中国の東洋医学の聖典である「黄帝内経素問(こうていだいけいそもん)」には、春三月(3~5月)は「発陳」と言い、万物が芽吹き新しい志(目標)に向けて歩みだす季節で、ゆったりとした気持ちで余裕のある行動をすることと、春の養生法が記されています。
 春も4月下旬になり、新入生や新入社員、転職や引っ越しなど、新しい環境で心機一転頑張っている姿がよく見られます。ただ、一生懸命張り切るばかりに、知らないうちに体も心もストレスがかかり体調を崩してしまう人も見受けられます。これを一般に「五月病」を言いますが、これは病名ではなく現代医学の診断名は「適応障害」もしくは「うつ病」とされます。
 「適応障害」は、明確な強いストレス要因(環境変化)をきっかけに、気分の落ち込みや不安などの症状が出て、日常生活を送ることが困難になるほどの心の不調が現れる病気です。「うつ病」は、気分の落ち込みや憂鬱な気分が長く続き、日常生活に支障をきたす病気で、1日中気分が落ち込む、憂鬱、やる気が出ないなどの精神症状と、食欲不振、不眠、頭痛、動悸、肩こりなどの身体症状が現れます。
 適応障害は誰にでも起こりうる病気の一つで、うつ病の一歩手前の状態と考えられています。ですから、この段階での対処が重要になってきます。

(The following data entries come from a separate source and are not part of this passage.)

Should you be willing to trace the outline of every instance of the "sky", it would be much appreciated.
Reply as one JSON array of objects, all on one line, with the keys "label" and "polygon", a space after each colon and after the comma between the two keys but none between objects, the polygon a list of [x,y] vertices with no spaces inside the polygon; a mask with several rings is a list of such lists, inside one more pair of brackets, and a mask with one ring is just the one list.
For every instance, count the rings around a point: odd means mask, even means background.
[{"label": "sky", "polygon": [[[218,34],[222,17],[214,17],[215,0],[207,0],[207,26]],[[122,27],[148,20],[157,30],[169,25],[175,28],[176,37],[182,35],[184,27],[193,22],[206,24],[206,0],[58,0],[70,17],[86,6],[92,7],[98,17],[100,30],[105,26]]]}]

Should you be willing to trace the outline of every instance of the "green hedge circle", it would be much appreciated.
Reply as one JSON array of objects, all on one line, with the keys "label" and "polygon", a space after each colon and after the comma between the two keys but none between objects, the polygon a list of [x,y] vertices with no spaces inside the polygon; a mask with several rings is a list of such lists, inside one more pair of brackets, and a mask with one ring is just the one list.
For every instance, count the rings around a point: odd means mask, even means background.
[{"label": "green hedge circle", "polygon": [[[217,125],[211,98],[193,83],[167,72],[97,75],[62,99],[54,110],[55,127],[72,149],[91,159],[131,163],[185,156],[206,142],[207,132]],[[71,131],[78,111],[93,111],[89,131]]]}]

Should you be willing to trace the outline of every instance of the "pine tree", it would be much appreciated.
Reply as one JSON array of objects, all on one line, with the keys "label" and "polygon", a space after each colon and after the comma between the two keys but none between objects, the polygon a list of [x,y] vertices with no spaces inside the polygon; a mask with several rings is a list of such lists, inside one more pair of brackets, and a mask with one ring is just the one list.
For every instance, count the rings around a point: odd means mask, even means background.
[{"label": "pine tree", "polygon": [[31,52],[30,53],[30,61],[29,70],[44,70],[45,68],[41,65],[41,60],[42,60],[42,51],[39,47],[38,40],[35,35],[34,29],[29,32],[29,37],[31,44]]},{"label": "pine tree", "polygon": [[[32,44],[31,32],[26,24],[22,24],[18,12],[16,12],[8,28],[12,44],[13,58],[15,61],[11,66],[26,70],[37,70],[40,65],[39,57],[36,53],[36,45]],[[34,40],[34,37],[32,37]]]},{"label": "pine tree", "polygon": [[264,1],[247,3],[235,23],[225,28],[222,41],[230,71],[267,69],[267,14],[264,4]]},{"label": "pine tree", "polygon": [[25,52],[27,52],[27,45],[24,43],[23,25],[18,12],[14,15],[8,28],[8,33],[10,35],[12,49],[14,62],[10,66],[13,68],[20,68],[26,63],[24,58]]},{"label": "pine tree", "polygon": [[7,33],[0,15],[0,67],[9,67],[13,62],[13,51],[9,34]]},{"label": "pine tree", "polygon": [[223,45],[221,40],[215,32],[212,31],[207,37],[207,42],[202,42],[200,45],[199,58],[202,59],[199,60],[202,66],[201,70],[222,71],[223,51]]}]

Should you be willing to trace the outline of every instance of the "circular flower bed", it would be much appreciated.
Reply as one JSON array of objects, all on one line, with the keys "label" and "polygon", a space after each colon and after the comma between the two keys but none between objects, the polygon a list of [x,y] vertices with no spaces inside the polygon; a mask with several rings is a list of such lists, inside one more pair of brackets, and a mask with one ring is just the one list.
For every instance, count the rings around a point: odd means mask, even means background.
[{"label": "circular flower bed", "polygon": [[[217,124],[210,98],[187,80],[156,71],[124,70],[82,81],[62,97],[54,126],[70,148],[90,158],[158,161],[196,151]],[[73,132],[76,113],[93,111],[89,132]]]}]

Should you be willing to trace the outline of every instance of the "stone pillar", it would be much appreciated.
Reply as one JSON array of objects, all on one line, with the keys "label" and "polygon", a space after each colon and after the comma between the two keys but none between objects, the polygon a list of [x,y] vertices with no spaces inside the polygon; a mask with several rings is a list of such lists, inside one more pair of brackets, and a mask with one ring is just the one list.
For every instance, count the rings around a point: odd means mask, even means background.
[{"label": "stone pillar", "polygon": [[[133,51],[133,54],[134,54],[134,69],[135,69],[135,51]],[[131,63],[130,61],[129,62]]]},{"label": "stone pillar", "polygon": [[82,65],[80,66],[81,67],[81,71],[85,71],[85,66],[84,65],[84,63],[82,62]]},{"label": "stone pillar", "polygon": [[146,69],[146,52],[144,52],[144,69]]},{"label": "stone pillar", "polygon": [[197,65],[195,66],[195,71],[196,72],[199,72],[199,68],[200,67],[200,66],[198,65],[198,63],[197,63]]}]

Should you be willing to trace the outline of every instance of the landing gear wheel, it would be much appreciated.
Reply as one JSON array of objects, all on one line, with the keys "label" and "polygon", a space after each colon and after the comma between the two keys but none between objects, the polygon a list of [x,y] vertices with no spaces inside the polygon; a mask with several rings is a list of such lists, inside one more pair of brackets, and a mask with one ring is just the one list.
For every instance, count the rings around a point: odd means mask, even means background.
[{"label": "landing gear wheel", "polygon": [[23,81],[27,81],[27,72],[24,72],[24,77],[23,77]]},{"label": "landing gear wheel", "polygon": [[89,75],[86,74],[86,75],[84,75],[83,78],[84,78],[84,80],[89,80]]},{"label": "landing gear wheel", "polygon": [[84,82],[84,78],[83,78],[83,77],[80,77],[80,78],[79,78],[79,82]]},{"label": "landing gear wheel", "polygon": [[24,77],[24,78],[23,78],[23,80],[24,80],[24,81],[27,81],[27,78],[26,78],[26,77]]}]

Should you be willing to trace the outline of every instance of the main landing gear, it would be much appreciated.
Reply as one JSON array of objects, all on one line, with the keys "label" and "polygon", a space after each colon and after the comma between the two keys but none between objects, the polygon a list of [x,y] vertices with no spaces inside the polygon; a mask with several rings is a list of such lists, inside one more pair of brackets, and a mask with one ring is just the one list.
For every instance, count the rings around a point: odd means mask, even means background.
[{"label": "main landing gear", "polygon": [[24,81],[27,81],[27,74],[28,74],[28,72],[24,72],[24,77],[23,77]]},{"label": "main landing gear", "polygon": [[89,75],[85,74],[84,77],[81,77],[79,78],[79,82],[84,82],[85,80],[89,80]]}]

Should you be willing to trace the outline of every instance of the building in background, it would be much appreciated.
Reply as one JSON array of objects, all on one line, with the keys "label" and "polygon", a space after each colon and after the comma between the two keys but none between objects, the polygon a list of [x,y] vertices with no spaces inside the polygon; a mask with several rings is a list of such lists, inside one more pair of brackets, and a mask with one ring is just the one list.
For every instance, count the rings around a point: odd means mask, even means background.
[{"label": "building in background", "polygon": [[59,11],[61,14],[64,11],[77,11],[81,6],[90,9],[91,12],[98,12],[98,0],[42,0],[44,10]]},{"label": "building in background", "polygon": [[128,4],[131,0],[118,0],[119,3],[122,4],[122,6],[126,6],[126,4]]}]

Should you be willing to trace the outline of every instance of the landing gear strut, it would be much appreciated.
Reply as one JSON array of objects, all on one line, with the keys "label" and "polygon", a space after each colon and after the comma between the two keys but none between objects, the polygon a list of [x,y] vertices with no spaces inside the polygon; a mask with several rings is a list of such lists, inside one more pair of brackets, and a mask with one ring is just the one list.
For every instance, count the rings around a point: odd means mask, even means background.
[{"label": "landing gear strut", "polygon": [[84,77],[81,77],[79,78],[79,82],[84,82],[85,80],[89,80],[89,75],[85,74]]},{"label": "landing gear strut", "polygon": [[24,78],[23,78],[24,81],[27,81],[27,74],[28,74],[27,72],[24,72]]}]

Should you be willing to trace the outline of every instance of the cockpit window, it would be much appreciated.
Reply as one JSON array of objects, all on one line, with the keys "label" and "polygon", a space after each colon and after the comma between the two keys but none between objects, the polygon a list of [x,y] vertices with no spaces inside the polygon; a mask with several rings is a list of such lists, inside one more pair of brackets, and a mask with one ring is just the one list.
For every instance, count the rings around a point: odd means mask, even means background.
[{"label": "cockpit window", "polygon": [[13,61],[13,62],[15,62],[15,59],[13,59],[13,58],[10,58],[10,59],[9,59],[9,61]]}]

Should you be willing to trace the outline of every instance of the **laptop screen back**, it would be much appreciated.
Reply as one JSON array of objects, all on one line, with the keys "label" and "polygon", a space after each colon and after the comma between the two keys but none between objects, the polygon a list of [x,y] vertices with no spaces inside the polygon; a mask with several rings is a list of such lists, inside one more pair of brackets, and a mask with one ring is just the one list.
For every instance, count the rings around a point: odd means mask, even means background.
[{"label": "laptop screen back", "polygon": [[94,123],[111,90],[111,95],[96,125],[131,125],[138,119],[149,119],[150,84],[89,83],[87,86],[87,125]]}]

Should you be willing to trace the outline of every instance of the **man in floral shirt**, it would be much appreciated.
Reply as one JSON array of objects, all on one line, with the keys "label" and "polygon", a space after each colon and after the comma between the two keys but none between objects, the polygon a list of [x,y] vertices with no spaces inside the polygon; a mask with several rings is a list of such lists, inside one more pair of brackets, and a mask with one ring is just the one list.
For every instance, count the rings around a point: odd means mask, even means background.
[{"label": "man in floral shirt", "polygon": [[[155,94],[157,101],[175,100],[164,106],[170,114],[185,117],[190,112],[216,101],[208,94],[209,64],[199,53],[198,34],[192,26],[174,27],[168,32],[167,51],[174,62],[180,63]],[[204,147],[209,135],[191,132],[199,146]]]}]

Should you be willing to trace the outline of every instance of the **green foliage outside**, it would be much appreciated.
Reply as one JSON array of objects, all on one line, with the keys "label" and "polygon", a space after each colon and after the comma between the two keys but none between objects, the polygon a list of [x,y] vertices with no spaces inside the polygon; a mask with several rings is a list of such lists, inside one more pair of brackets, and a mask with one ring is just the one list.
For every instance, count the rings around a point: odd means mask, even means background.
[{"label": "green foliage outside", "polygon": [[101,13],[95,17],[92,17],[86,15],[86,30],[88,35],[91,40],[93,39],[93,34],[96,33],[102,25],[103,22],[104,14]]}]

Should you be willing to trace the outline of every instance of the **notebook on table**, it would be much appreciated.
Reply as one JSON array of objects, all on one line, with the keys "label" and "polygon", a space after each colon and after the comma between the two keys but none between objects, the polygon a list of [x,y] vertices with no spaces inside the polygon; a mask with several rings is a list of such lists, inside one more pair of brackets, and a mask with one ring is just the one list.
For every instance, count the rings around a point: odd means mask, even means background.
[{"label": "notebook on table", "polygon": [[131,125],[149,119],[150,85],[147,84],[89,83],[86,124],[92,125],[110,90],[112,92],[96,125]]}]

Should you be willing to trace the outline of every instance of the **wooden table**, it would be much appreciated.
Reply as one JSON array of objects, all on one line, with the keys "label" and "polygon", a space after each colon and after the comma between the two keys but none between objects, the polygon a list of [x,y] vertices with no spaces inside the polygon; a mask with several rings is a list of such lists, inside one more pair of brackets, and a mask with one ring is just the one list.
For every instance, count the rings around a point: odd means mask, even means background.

 「適応障害」の対策には、まず心と体の休養が第一であり、原因と思われるストレスへの対処、薬物治療は少量・短期間で行うとされます。意外と思われるかもしれませんが、気晴らしの旅行は旅行計画を練ることや、過密なスケジュールだとかえってストレスになることもあるため注意が必要です。
 
 漢方ではストレスによる様々な不調に対する処方が準備されています。患者さん(またはそのご家族)のストレスの原因をよく理解して、その対処と併せて症状に合った処方を選ぶようにしています。「適応障害」は、「気」の病であり「肝」の病の場合が多いです。気の巡りを良くし、肝を健やかにする処方を中心に、その際起こりやすい不眠食欲不振などの胃腸不良といった症状に合わせて処方を選定します。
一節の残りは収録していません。